Bring on those promised new servers!

Visit Thailand

10:39 am on Apr 23, 2003 (gmt 0)

WebmasterWorld Senior Member 10+ Year Member



I did not know previously that when you change a .htm to a shtml and put in 301 redirects that search engines all followed without problem, DMOZ would remove the .htm's even though the content on each of the .shtml's was identical just tidier.

So we lost a lot of links from DMOZ because of this.

Since I have tried to submit from three different countries (HK, Sin, and Thailand) through 5 different ISP's and have now for the past six months not been able to get a successful submission through.

And this is the worlds leading directory?! mmmmm?

tigger

10:44 am on Apr 23, 2003 (gmt 0)

WebmasterWorld Senior Member 10+ Year Member



>And this is the worlds leading directory?! mmmmm?

Fast becoming the world’s best joke!

creative craig

10:47 am on Apr 23, 2003 (gmt 0)

WebmasterWorld Senior Member 10+ Year Member



Its in need of a company that will take it seriously (not AOL) and put in the necessary money for it to run smoothly.

Craig

Bobby_Davro

11:11 am on Apr 23, 2003 (gmt 0)

10+ Year Member



I can't even see that it requires that much funding! What does it need? Three members of full time staff plus the hardware?

Heck, I would buy it if it was available. Maybe I should put in an offer. What do you think it is valued at?

beebware

12:51 pm on Apr 23, 2003 (gmt 0)

10+ Year Member



Plus the bandwidth - the most important fact...

IIRC, the mirror site at ch.dmoz.org currently eats up around 40Gb/month and it's not as well known as the main site, doesn't run search, doesn't have any editors editing, and doesn't run Robozilla (the link checker).

hutcheson

10:20 pm on Apr 23, 2003 (gmt 0)

WebmasterWorld Senior Member 10+ Year Member



>I did not know previously that when you change a .htm to a shtml and put in 301 redirects that search engines all followed without problem, DMOZ would remove the .htm's even though the content on each of the .shtml's was identical just tidier.

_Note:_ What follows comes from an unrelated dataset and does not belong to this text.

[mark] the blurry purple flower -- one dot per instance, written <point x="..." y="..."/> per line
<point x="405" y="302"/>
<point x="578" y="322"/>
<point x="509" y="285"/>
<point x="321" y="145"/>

>So we lost a lot of links from DMOZ because of this.

Your conclusion is invalid (look up "post hoc, propter hoc" in your favorite reference for logical fallacies) and almost certainly wrong.

"we lost a lot of links" is almost invariably a result of a quality assurance review, and THAT is _usually_ a result of aggressive submittals or outraged complaints.

If the ODP is really not better off without those links (conceivable, whether or not likely), then you can probably get some status at the resource zone.